We should learn from what the early church did. They got on with practical things, making sure that their leadership team was up to strength. It must have been an incredibly tough time for them. Where had Jesus gone? What did it mean that He would come back the same way that He had gone? No-one knew. And yet: and yet the essentials of the Gospel story were in place. Jesus had come among them, teaching and healing the sick. He had died. He had risen again from the dead – not a ghost, but in person, flesh and blood.

It meant that God is involved with mankind, that He cares for us. Nothing, in the whole of human knowledge and experience, can be more important than that. And it isn’t just a stupendous event, something to leave you gawping in amazement, but it is also a life-changer. A lot of our concerns, a lot of the things we think of as being vital for our way of life, can never be the same in the light of this.

We may feel a bit bereft, like the disciples after Jesus had gone, after the Ascension; but we know more than they did. The Holy Spirit will come – it has come. In reality it is here, ‘open and around us’. It may help us to remember this, by our celebrating Whit Sunday and the run up to it – but the Holy Spirit is always there. He is the Advocate, the Comforter. Let us be comforted, and get on with it.

What is ‘it’, that we’re supposed to get on with?
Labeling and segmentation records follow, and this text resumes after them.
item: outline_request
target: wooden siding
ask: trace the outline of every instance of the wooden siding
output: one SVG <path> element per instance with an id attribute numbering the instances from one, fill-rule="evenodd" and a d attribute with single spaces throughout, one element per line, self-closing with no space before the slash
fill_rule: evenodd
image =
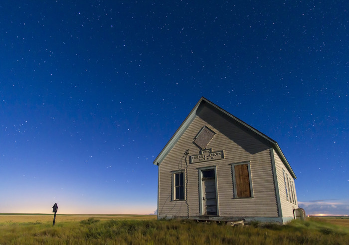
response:
<path id="1" fill-rule="evenodd" d="M 282 216 L 283 217 L 293 217 L 293 210 L 298 208 L 298 202 L 296 195 L 296 190 L 295 188 L 294 180 L 291 177 L 291 175 L 287 170 L 285 165 L 283 163 L 281 159 L 278 155 L 276 151 L 273 151 L 274 158 L 275 162 L 275 167 L 276 169 L 276 174 L 277 176 L 278 185 L 279 186 L 279 195 L 280 195 L 280 204 L 281 210 L 282 210 Z M 292 195 L 290 191 L 288 192 L 288 200 L 286 198 L 286 191 L 285 186 L 285 181 L 284 180 L 284 171 L 285 171 L 285 178 L 286 175 L 291 177 L 291 181 L 293 184 L 293 192 L 295 197 L 295 204 L 290 202 L 290 195 Z M 286 180 L 286 185 L 287 185 L 287 180 Z"/>
<path id="2" fill-rule="evenodd" d="M 186 217 L 188 213 L 190 217 L 198 216 L 199 169 L 213 166 L 216 166 L 220 216 L 278 217 L 270 146 L 210 106 L 201 106 L 193 121 L 160 165 L 159 217 Z M 207 147 L 213 151 L 224 150 L 224 159 L 190 164 L 189 156 L 198 154 L 200 150 L 193 143 L 194 137 L 205 125 L 217 133 Z M 188 154 L 186 153 L 187 150 Z M 231 164 L 242 162 L 250 162 L 253 198 L 234 197 Z M 174 201 L 172 172 L 183 169 L 186 169 L 186 201 Z"/>

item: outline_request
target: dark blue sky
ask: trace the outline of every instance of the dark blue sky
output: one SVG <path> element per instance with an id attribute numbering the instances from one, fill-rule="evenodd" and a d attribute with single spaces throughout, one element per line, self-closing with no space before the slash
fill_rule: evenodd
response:
<path id="1" fill-rule="evenodd" d="M 278 142 L 308 213 L 349 214 L 348 8 L 1 1 L 0 212 L 153 213 L 204 96 Z"/>

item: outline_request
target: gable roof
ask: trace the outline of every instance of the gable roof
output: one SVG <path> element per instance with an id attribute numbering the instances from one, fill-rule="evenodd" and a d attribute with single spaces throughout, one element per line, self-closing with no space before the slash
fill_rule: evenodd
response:
<path id="1" fill-rule="evenodd" d="M 247 130 L 249 130 L 256 134 L 257 135 L 261 137 L 262 138 L 265 140 L 267 142 L 269 142 L 271 144 L 273 148 L 276 151 L 279 156 L 280 157 L 281 160 L 284 163 L 284 164 L 287 168 L 288 171 L 290 172 L 290 174 L 294 179 L 296 179 L 296 175 L 295 174 L 293 170 L 292 170 L 292 168 L 290 166 L 287 160 L 282 153 L 281 149 L 278 143 L 275 140 L 273 140 L 271 138 L 267 136 L 266 135 L 259 131 L 255 128 L 253 128 L 251 126 L 249 125 L 243 121 L 239 119 L 237 117 L 232 115 L 226 110 L 219 107 L 217 105 L 213 103 L 208 99 L 206 99 L 203 97 L 201 97 L 199 101 L 196 103 L 194 108 L 191 110 L 190 113 L 189 115 L 187 116 L 184 120 L 183 121 L 182 124 L 180 125 L 179 127 L 177 129 L 174 134 L 172 136 L 169 142 L 166 144 L 166 145 L 164 147 L 163 150 L 161 151 L 160 153 L 158 155 L 158 156 L 155 158 L 155 160 L 153 162 L 153 164 L 156 165 L 159 165 L 160 163 L 161 163 L 165 158 L 167 156 L 170 151 L 174 146 L 175 143 L 178 141 L 180 136 L 184 133 L 186 129 L 189 127 L 189 125 L 191 123 L 192 121 L 194 120 L 195 117 L 196 116 L 196 111 L 197 110 L 199 106 L 201 104 L 207 103 L 207 104 L 210 105 L 214 108 L 214 110 L 216 110 L 218 112 L 220 112 L 223 115 L 226 115 L 228 118 L 232 119 L 233 121 L 237 122 L 238 124 L 240 124 L 243 128 L 246 128 Z"/>

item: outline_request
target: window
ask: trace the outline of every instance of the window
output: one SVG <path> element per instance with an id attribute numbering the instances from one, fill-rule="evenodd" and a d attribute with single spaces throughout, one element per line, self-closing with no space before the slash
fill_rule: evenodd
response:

He hath sent me to bind up the brokenhearted, to proclaim liberty to the captives, and the opening of the prison to them that are bound;
To proclaim the acceptable year of the Lord; (Isaiah 61:1)

How many of those things could we – could you – do? To ‘bind up the broken-hearted’ we can certainly do, by supporting, by being there for, people caught up in sadness of one kind or another. Tick that one.

But ‘To proclaim liberty to the captives’ and so on? Tricky one. Are we being asked to release all the people in prisons? Perhaps it implies that we should support Amnesty International, which works to free all those who have been wrongly imprisoned, in Guantanamo, for example.

But again, perhaps if we ask the Lord in prayer to guide us, He might confront us with what is happening in our prisons here in England. More and more people are being incarcerated, but government cuts have meant that there are fewer prison officers. People are being locked up in their cells for longer and longer at a time, and there are fewer opportunities to attend courses and learn skills which offer the prisoners a chance of rehabilitation in society at the end of their sentences. There is surely work for us Christians to do here as well.

So as we look forward to next Sunday, we pray, ‘Come Holy Spirit, our souls inspire’: but we have important things to do meanwhile, even now, so that we really can ‘proclaim the acceptable year of the Lord’. With God’s help, it’s up to us.